Issue at hand
The majority of shops allow guest checkout, because it’s preferred by many customers, since it’s a (slightly) quicker way to shop and no account created should mean no mass communications from the shops.
Or because they just forgot their password. ?
And probably many other reasons.
The fact is, guest checkout is here to stay.
Consolidating accounts with guest checkouts for the same person
We have used a concept to consolidate customer accounts with guest “accounts” if they have used the same email address to purchase products or services within your store. In order for it to be better clarified we have written this article to explain with examples.
Onboarding using a Custom Integration
If you are already using Reveal and have completed the Onboarding process, you have seen it as a question with two options in the first step, “How do you consider a customer who ordered both as a guest and with a registered account having the same email?” and you could choose one of the two:
“They are different persons”
“They are the same person”
Onboarding using the Shopify Integration
If you have a Shopify store, you must have used our Reveal application for Shopify. The consolidate accounts with guests option has been presented during the account configuration phase:
Setting it afterwards
We also have the Merge Customers with Guests option in Settings > General section > Reports > Edit:
Note! No retroactive application of this option
Please keep in mind that once imported, the data will not be changed by changing the value for this option.
For example, if you have imported your data in the onboarding process, but decide later that you want to merge customers with guests, you will have to reimport all customers and all orders.
The concept at work: A simple example
A simple example for this concept would be the following:
Jane Doe is a customer of your store, she logs into her account and orders monthly from you. Last month, she forgot to log into her account, and ordered as a guest.
If you choose to enable “Merge Customers with Guests” then all of her orders will be under one customer.
If you choose to leave it disabled, all of the orders when Jane has ordered as a logged in user, will be added to a customer account, but her last order, when she ordered as a guest, will be assigned to a separate guest customer.
Consolidated guest checkouts
Orders placed by the same email address as guest are always consolidated into the same customer account.
For example, if Jane Doe uses the same email account jane.doe@example.com to place 3 orders using guest checkout, all her orders will be attributed to a single customer account, created by Reveal.
This happens regardless of Jane Doe having a customer account or not, and no matter the value of “Merge Customers with Guests”.
The concept at work: A (more) complex example
Revisiting the simple example for consolidating the orders into the same account, we’ll explain a scenario that’s a bit more complex. This should give you the complete understanding on how this actually works.

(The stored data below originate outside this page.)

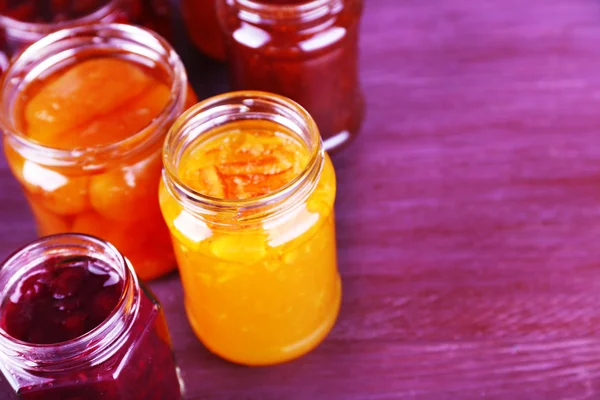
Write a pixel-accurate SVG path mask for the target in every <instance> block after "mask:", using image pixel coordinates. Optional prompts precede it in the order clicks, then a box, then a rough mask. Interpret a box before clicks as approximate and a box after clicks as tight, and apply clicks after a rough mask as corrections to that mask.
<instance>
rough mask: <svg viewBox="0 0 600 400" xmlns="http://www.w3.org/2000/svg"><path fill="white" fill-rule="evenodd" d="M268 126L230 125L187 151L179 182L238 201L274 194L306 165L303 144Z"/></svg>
mask: <svg viewBox="0 0 600 400" xmlns="http://www.w3.org/2000/svg"><path fill="white" fill-rule="evenodd" d="M281 130H282V128H281V127H280V126H279V125H276V124H274V123H269V122H261V123H257V122H252V121H248V122H244V123H236V124H235V125H232V127H231V129H230V130H227V131H225V132H223V133H221V134H219V135H218V136H217V137H215V138H213V139H212V140H210V141H208V142H207V143H204V144H202V145H200V146H198V147H196V148H192V150H191V151H190V152H189V153H188V155H187V156H186V157H184V159H183V162H182V163H181V164H180V172H179V174H180V178H181V179H182V181H183V182H184V183H185V184H187V185H188V186H190V187H191V188H193V189H195V190H197V191H199V192H200V193H203V194H205V195H207V196H210V197H215V198H220V199H230V200H242V199H249V198H253V197H258V196H263V195H266V194H269V193H272V192H274V191H276V190H277V189H279V188H281V187H282V186H284V185H285V184H287V183H289V182H290V181H292V180H293V179H294V178H295V177H297V176H298V175H299V174H300V173H301V172H302V170H303V169H304V168H305V167H306V164H307V163H308V159H309V155H308V151H307V149H306V148H305V146H303V145H301V144H300V142H298V141H297V140H295V139H293V138H292V137H291V136H290V135H286V134H285V133H283V132H281Z"/></svg>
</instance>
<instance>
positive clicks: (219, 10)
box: [217, 0, 364, 150]
mask: <svg viewBox="0 0 600 400" xmlns="http://www.w3.org/2000/svg"><path fill="white" fill-rule="evenodd" d="M217 5H218V7H217V10H218V15H219V20H220V23H221V26H222V29H223V31H224V33H225V43H226V48H227V53H228V60H229V63H230V70H231V79H232V84H233V87H234V88H235V89H238V90H264V91H268V92H273V93H277V94H280V95H282V96H286V97H289V98H291V99H292V100H295V101H297V102H298V103H300V105H302V106H303V107H304V108H306V109H307V110H308V112H309V113H310V114H311V115H312V116H313V118H314V119H315V121H316V122H317V125H318V126H319V130H320V132H321V135H322V136H323V139H324V144H325V149H326V150H333V149H336V148H338V147H340V146H342V145H343V144H345V143H346V142H348V141H349V140H350V139H351V138H352V137H353V136H354V135H355V134H356V133H357V132H358V130H359V128H360V125H361V121H362V117H363V108H364V100H363V95H362V90H361V87H360V82H359V76H358V35H359V22H360V17H361V13H362V0H281V1H269V0H218V2H217Z"/></svg>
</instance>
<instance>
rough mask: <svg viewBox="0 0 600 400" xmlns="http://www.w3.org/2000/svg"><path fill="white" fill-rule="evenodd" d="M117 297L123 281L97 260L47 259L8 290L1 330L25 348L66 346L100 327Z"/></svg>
mask: <svg viewBox="0 0 600 400" xmlns="http://www.w3.org/2000/svg"><path fill="white" fill-rule="evenodd" d="M122 292H123V281H122V279H121V278H120V277H119V275H118V274H117V273H116V272H114V271H112V270H111V268H110V267H109V266H108V265H106V264H105V263H104V262H103V261H101V260H99V259H95V258H91V257H71V258H54V259H50V260H48V261H46V262H44V264H42V265H40V266H39V267H37V268H35V270H34V271H33V272H32V273H30V274H29V275H28V276H27V277H26V278H25V279H24V280H23V281H22V282H21V283H19V284H18V285H16V286H15V287H13V288H12V289H11V292H10V294H9V296H8V297H7V300H6V301H5V303H4V304H3V305H2V306H1V309H0V315H1V316H2V318H1V320H0V323H1V325H0V326H1V327H2V329H3V330H4V331H5V332H6V333H8V334H9V335H10V336H12V337H13V338H15V339H18V340H21V341H23V342H27V343H33V344H55V343H60V342H66V341H69V340H72V339H75V338H77V337H80V336H82V335H84V334H86V333H88V332H90V331H91V330H93V329H94V328H96V327H97V326H98V325H100V324H101V323H102V322H104V321H105V320H106V319H107V318H108V316H109V315H110V314H111V312H112V311H113V310H114V309H115V306H116V305H117V303H118V301H119V298H120V296H121V293H122Z"/></svg>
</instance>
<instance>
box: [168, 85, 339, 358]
mask: <svg viewBox="0 0 600 400" xmlns="http://www.w3.org/2000/svg"><path fill="white" fill-rule="evenodd" d="M164 164H165V169H164V172H163V180H162V182H161V188H160V205H161V209H162V212H163V215H164V218H165V220H166V222H167V224H168V226H169V229H170V231H171V235H172V237H173V242H174V247H175V254H176V257H177V261H178V265H179V270H180V273H181V279H182V283H183V287H184V293H185V307H186V311H187V314H188V318H189V321H190V323H191V326H192V328H193V329H194V331H195V333H196V335H197V336H198V337H199V338H200V340H201V341H202V342H203V343H204V344H205V345H206V346H207V347H208V348H209V349H210V350H211V351H212V352H214V353H216V354H217V355H219V356H221V357H223V358H225V359H227V360H230V361H233V362H236V363H240V364H246V365H268V364H276V363H281V362H284V361H288V360H291V359H293V358H296V357H299V356H301V355H303V354H305V353H307V352H309V351H310V350H311V349H313V348H314V347H316V346H317V345H318V344H319V343H320V342H321V341H322V340H323V339H324V338H325V336H326V335H327V334H328V333H329V331H330V330H331V328H332V327H333V325H334V323H335V320H336V318H337V315H338V311H339V306H340V299H341V284H340V277H339V274H338V270H337V258H336V242H335V222H334V209H333V204H334V199H335V191H336V182H335V172H334V169H333V165H332V163H331V160H330V159H329V157H328V156H327V154H326V153H325V152H324V150H323V147H322V141H321V139H320V136H319V131H318V129H317V127H316V125H315V123H314V121H313V119H312V118H311V117H310V115H309V114H308V113H307V112H306V110H304V109H303V108H302V107H300V106H299V105H298V104H297V103H295V102H293V101H291V100H289V99H286V98H284V97H281V96H278V95H273V94H269V93H264V92H233V93H228V94H224V95H220V96H216V97H214V98H211V99H208V100H206V101H204V102H201V103H199V104H198V105H196V106H194V107H192V108H191V109H190V110H188V111H187V112H186V113H185V114H184V115H182V116H181V117H180V118H179V119H178V120H177V121H176V122H175V124H174V125H173V127H172V128H171V130H170V132H169V135H168V136H167V140H166V142H165V150H164ZM280 178H281V179H283V180H280ZM198 188H201V190H200V189H198Z"/></svg>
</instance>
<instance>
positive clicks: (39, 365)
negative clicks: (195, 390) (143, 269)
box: [0, 234, 182, 400]
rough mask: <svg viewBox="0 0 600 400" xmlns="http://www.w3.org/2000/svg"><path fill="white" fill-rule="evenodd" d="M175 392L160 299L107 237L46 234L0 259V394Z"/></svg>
mask: <svg viewBox="0 0 600 400" xmlns="http://www.w3.org/2000/svg"><path fill="white" fill-rule="evenodd" d="M181 396H182V393H181V384H180V380H179V377H178V373H177V368H176V365H175V361H174V359H173V354H172V350H171V344H170V338H169V333H168V329H167V325H166V322H165V318H164V315H163V312H162V310H161V307H160V304H159V303H158V301H157V300H156V299H155V298H154V296H153V295H152V293H151V292H149V291H148V290H147V289H146V288H144V287H143V286H141V285H140V283H139V282H138V280H137V278H136V275H135V273H134V271H133V268H132V267H131V264H130V263H129V261H127V260H126V259H125V258H124V257H123V256H122V255H121V254H120V253H119V252H118V251H117V249H116V248H115V247H114V246H112V245H110V244H109V243H107V242H105V241H102V240H100V239H97V238H94V237H91V236H85V235H77V234H61V235H54V236H48V237H45V238H42V239H38V240H37V241H35V242H33V243H31V244H29V245H27V246H25V247H23V248H21V249H20V250H17V251H16V252H15V253H13V255H12V256H10V257H9V258H8V259H7V260H6V262H5V263H4V264H2V265H1V266H0V398H2V399H15V400H16V399H20V400H80V399H86V400H101V399H102V400H103V399H111V400H120V399H123V400H152V399H155V400H165V399H173V400H176V399H180V398H181Z"/></svg>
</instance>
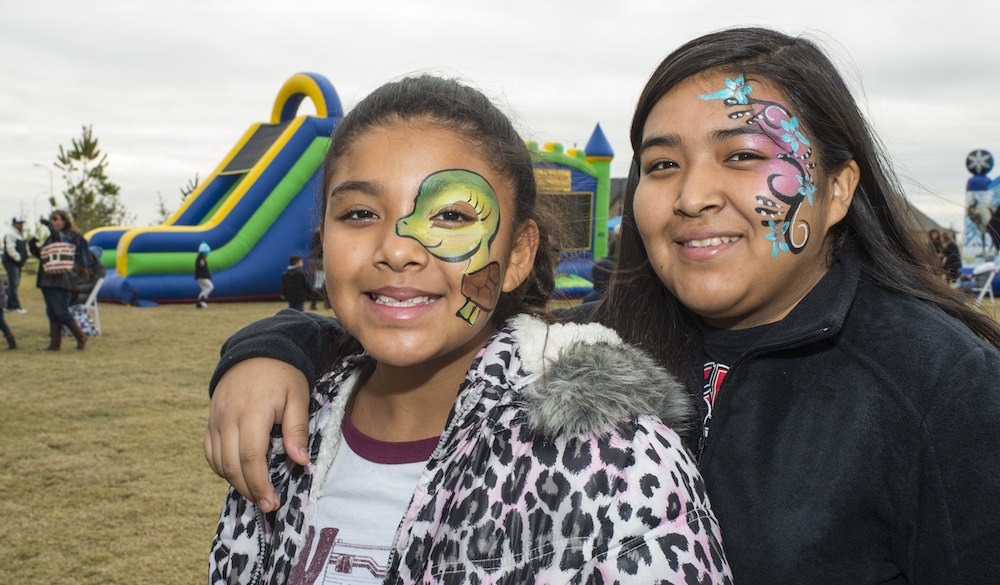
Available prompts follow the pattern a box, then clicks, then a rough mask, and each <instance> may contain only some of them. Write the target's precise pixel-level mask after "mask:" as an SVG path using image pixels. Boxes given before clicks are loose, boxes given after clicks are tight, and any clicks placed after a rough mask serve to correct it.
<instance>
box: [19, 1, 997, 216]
mask: <svg viewBox="0 0 1000 585" xmlns="http://www.w3.org/2000/svg"><path fill="white" fill-rule="evenodd" d="M0 14H2V18H0V78H2V79H4V84H3V86H2V89H0V218H4V217H7V216H11V215H14V214H15V213H19V212H21V211H26V212H29V213H30V212H31V211H32V205H33V203H34V201H33V200H34V199H36V198H37V194H38V193H40V192H47V191H48V179H49V178H48V176H46V173H45V172H44V171H42V170H39V169H38V168H35V167H33V166H32V164H33V163H43V164H46V165H50V164H51V161H52V160H53V159H54V155H55V153H56V151H57V150H58V146H59V145H60V144H68V143H69V141H70V139H71V138H72V137H75V136H77V135H78V133H79V128H80V126H81V125H83V124H93V125H94V131H95V134H96V135H97V136H98V137H99V138H100V140H101V146H102V147H103V149H104V150H105V151H106V152H107V153H108V154H109V159H110V161H111V166H110V168H109V174H110V176H111V177H112V179H113V180H115V181H116V182H118V183H120V184H121V185H122V188H123V189H122V193H123V198H124V201H125V203H126V204H127V205H128V206H129V207H130V208H131V209H132V210H134V211H135V212H136V213H137V214H138V215H139V219H140V223H148V222H149V221H151V220H152V219H153V216H154V215H155V211H154V210H155V208H156V194H157V192H160V193H162V194H163V195H164V197H165V198H167V200H168V201H172V200H174V199H175V196H176V193H177V189H179V188H180V187H181V186H182V185H183V184H184V183H185V182H186V181H187V180H188V179H189V178H190V177H193V176H194V174H195V173H196V172H197V173H199V174H200V175H201V176H205V175H206V174H208V173H209V172H210V171H211V170H212V169H213V168H214V167H215V166H216V165H217V164H218V163H219V161H220V160H221V157H222V156H223V155H224V154H225V153H226V152H227V151H228V149H229V148H230V147H231V146H232V145H233V143H234V142H235V141H236V139H237V138H238V137H239V136H240V135H241V134H242V133H243V131H244V130H245V129H246V128H247V126H248V125H249V124H251V123H253V122H255V121H263V120H266V119H267V118H268V117H269V115H270V110H271V106H272V103H273V100H274V96H275V94H276V92H277V91H278V89H279V88H280V86H281V84H282V83H283V82H284V81H285V79H287V78H288V77H289V76H290V75H292V74H293V73H295V72H297V71H316V72H319V73H322V74H324V75H326V76H327V77H328V78H329V79H330V80H331V81H332V82H333V84H334V85H335V86H336V88H337V90H338V92H339V93H340V95H341V99H342V100H343V101H344V104H345V106H350V105H351V104H353V103H355V102H356V101H357V100H358V99H360V98H361V97H363V96H364V95H366V94H367V93H368V92H369V91H371V90H372V89H374V88H375V87H377V86H378V85H380V84H381V83H383V82H385V81H387V80H389V79H393V78H396V77H399V76H401V75H404V74H407V73H409V72H412V71H415V70H430V71H435V72H441V73H444V74H450V75H455V76H459V77H462V78H464V79H467V80H469V81H471V82H473V83H475V84H477V85H478V86H480V87H482V88H484V89H485V90H487V92H488V93H490V94H491V95H493V96H496V97H497V98H498V99H499V100H500V101H501V102H502V103H505V104H506V105H507V107H508V109H510V110H511V111H512V112H513V113H514V114H515V117H516V118H517V119H518V120H519V122H520V125H521V127H522V128H523V129H524V130H525V134H526V135H528V136H530V137H531V138H534V139H536V140H538V141H539V142H545V141H551V140H556V141H560V142H563V143H564V144H567V145H572V144H574V143H576V144H577V145H580V146H582V145H583V144H585V143H586V140H587V139H588V138H589V136H590V132H591V131H592V130H593V127H594V125H595V124H596V123H598V122H600V123H601V125H602V127H603V128H604V131H605V133H606V134H607V136H608V138H609V139H610V140H611V142H612V147H613V148H614V150H615V152H616V154H617V156H616V160H615V162H614V164H613V170H614V172H615V173H616V174H624V172H625V169H627V164H628V158H629V156H630V152H629V145H628V139H627V134H628V125H629V120H630V117H631V110H632V108H633V107H634V104H635V100H636V98H637V96H638V94H639V92H640V91H641V89H642V86H643V84H644V83H645V81H646V79H647V78H648V75H649V73H650V72H651V71H652V70H653V68H654V67H655V66H656V64H657V63H658V62H659V61H660V60H661V59H662V58H663V57H664V56H665V55H666V54H667V53H669V52H670V50H672V49H673V48H675V47H677V46H678V45H679V44H680V43H682V42H684V41H686V40H689V39H691V38H694V37H697V36H698V35H700V34H704V33H706V32H710V31H713V30H717V29H720V28H724V27H728V26H734V25H754V26H756V25H762V26H771V27H775V28H779V29H782V30H785V31H786V32H790V33H795V34H797V33H800V32H806V33H807V34H808V35H809V36H810V37H812V38H814V39H816V40H817V41H818V42H819V43H820V44H821V45H823V46H824V47H825V48H826V49H827V50H828V51H829V52H831V54H833V55H834V57H835V59H836V60H837V61H838V62H839V63H840V64H841V66H842V68H843V69H844V71H845V74H846V76H847V77H848V78H849V79H851V83H852V85H853V86H854V87H855V88H856V90H857V93H858V95H859V98H860V101H861V102H862V104H863V107H864V108H865V109H866V111H868V112H869V114H870V117H871V119H872V123H873V126H874V127H875V128H876V129H877V130H878V131H879V132H880V134H881V135H882V137H883V139H884V141H885V143H886V145H887V146H888V147H889V150H890V153H891V155H892V157H893V159H894V160H895V161H896V163H897V166H898V168H900V169H901V170H902V172H903V174H904V179H905V180H904V183H905V184H906V185H907V186H908V189H909V190H910V193H911V195H912V196H913V198H914V199H915V200H916V201H917V203H918V205H920V206H921V207H922V208H924V209H925V211H927V212H928V213H930V214H931V215H932V216H934V217H937V218H939V220H941V221H942V222H943V223H949V222H952V223H955V222H957V221H960V218H961V199H962V193H963V191H964V183H965V180H966V178H967V177H968V174H967V173H966V171H965V169H964V166H963V161H964V157H965V154H966V153H967V152H968V151H969V150H972V149H973V148H993V149H994V150H997V151H998V154H1000V144H997V143H996V140H997V138H996V137H997V136H998V127H997V124H998V122H997V121H996V116H995V114H994V113H993V108H992V106H991V100H990V96H991V95H996V94H997V93H998V89H1000V87H998V84H1000V80H997V76H996V75H995V74H994V72H993V71H992V70H991V68H994V67H995V66H994V64H995V63H997V61H998V57H1000V48H998V47H997V46H996V43H995V41H994V40H993V39H994V38H995V33H994V30H993V29H994V27H995V23H996V22H997V21H998V18H997V17H998V16H1000V6H997V5H995V3H987V2H966V3H962V4H961V6H958V7H942V6H941V5H940V3H930V2H927V1H926V0H922V1H916V2H881V3H869V2H847V3H837V4H836V5H833V3H815V4H810V3H796V4H795V5H794V6H792V5H790V6H788V7H787V8H786V7H781V6H776V7H767V6H766V5H763V4H760V3H745V2H741V3H737V2H701V3H684V4H682V3H678V2H663V1H655V0H649V1H641V0H631V1H624V2H615V3H611V2H599V1H596V0H584V1H576V2H569V1H565V0H553V1H548V2H531V1H528V0H515V1H512V2H506V3H504V4H503V5H502V7H501V6H500V5H485V4H482V5H479V3H468V2H454V1H445V0H437V1H425V2H419V3H418V2H406V1H386V2H330V1H322V2H286V3H280V4H279V3H275V2H222V1H215V0H206V1H201V2H189V1H181V2H169V3H168V2H100V1H91V2H87V3H79V2H69V1H66V2H56V1H52V2H44V1H43V2H32V3H15V2H13V1H10V0H4V1H0ZM57 189H58V177H57ZM955 210H957V211H955Z"/></svg>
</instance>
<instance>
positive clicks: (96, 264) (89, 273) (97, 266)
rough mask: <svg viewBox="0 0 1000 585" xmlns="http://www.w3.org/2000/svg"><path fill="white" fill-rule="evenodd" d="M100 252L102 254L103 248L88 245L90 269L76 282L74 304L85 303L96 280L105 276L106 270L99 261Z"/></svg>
mask: <svg viewBox="0 0 1000 585" xmlns="http://www.w3.org/2000/svg"><path fill="white" fill-rule="evenodd" d="M102 254H104V248H101V247H100V246H90V270H89V271H88V272H87V275H86V276H81V277H80V279H79V280H78V281H77V283H76V298H75V299H74V302H73V304H74V305H82V304H85V303H86V302H87V299H88V298H89V297H90V293H91V292H93V290H94V285H96V284H97V281H98V280H100V279H102V278H104V277H105V276H107V274H108V270H107V268H105V267H104V263H103V262H101V255H102Z"/></svg>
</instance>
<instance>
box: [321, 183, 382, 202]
mask: <svg viewBox="0 0 1000 585" xmlns="http://www.w3.org/2000/svg"><path fill="white" fill-rule="evenodd" d="M348 191H357V192H359V193H364V194H365V195H371V196H373V197H380V196H382V195H383V194H384V193H385V189H383V188H382V185H381V184H379V183H373V182H371V181H344V182H343V183H341V184H339V185H337V186H336V187H334V188H333V190H332V191H330V195H329V196H328V197H327V201H332V200H333V199H334V198H336V197H337V196H338V195H340V194H341V193H345V192H348Z"/></svg>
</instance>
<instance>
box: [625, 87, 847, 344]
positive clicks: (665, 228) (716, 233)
mask: <svg viewBox="0 0 1000 585" xmlns="http://www.w3.org/2000/svg"><path fill="white" fill-rule="evenodd" d="M720 88H722V89H720ZM813 158H814V156H813V152H812V144H811V140H810V139H809V137H808V135H807V133H806V132H805V131H804V129H803V128H802V127H801V123H800V122H799V120H798V118H797V117H796V116H795V115H794V113H792V112H791V110H790V109H789V108H788V107H787V106H786V105H785V104H784V98H783V97H782V96H781V95H780V93H779V92H777V91H774V90H773V89H772V88H771V87H770V86H769V85H768V84H766V83H750V82H749V81H747V80H744V79H742V78H735V79H734V78H733V76H728V77H727V76H726V75H722V74H715V73H710V74H704V75H700V76H696V77H692V78H689V79H687V80H685V81H684V82H682V83H681V84H679V85H678V86H676V87H675V88H674V89H673V90H672V91H670V92H669V93H668V94H667V95H665V96H664V97H663V98H662V99H661V100H660V101H659V102H658V103H657V105H656V106H655V107H654V108H653V110H652V112H651V113H650V115H649V118H647V120H646V125H645V127H644V129H643V143H642V146H641V148H640V151H639V152H638V153H637V160H638V164H639V171H640V179H639V185H638V188H637V189H636V193H635V200H634V210H635V217H636V223H637V225H638V228H639V232H640V235H641V236H642V239H643V242H644V244H645V247H646V251H647V253H648V255H649V258H650V261H651V262H652V265H653V268H654V270H655V271H656V273H657V275H658V276H659V277H660V280H662V281H663V283H664V285H666V286H667V288H668V289H669V290H670V291H671V292H672V293H673V294H674V295H675V296H676V297H677V298H678V299H679V300H680V301H681V302H682V303H684V305H685V306H687V307H688V308H690V309H691V310H693V311H694V312H695V313H698V314H699V315H701V316H702V317H703V318H704V319H705V320H706V322H708V323H709V324H711V325H715V326H718V327H724V328H729V329H742V328H746V327H752V326H755V325H761V324H765V323H770V322H774V321H777V320H779V319H781V318H782V317H784V316H785V315H786V314H787V313H788V312H789V311H790V310H791V309H792V307H794V306H795V304H796V303H798V301H799V300H801V298H802V297H803V296H805V294H806V293H807V292H808V291H809V290H811V289H812V287H813V285H815V283H816V282H818V281H819V279H820V278H821V277H822V276H823V274H825V273H826V271H827V269H828V266H827V265H826V256H825V250H826V249H825V246H824V245H823V242H824V241H825V239H826V234H827V231H828V230H829V228H830V227H831V226H832V225H833V224H834V223H836V221H839V217H835V215H836V214H831V213H829V206H828V205H827V202H826V201H824V198H823V197H822V196H821V195H820V193H817V190H816V187H815V184H814V174H815V172H816V170H815V165H814V163H813V162H812V160H813Z"/></svg>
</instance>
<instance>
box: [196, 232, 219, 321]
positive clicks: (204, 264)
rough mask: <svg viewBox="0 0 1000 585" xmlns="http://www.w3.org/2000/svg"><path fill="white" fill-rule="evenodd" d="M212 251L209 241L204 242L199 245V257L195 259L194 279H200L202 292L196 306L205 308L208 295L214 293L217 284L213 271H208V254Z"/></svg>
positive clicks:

Jane Doe is a customer of your store, she logs into her account and orders monthly from you – let’s say she placed 13 orders until 3 months ago. But, after this, she forgot to log into her account, and ordered as a guest, 2 times. Since then, she placed 3 more orders as a logged in customer, and this month, it happened again: Jane ordered as a guest, 3 times in a row.
If you choose to enable “Merge Customers with Guests” then all of her orders will be under one customer.
If you choose to leave it disabled, all of the orders when Jane has ordered as a logged in user will be added to a customer account, which will result in her having 16 orders in her registered customer account. But the orders she placed as a guest will be assigned to a separate guest customer, having 5 orders.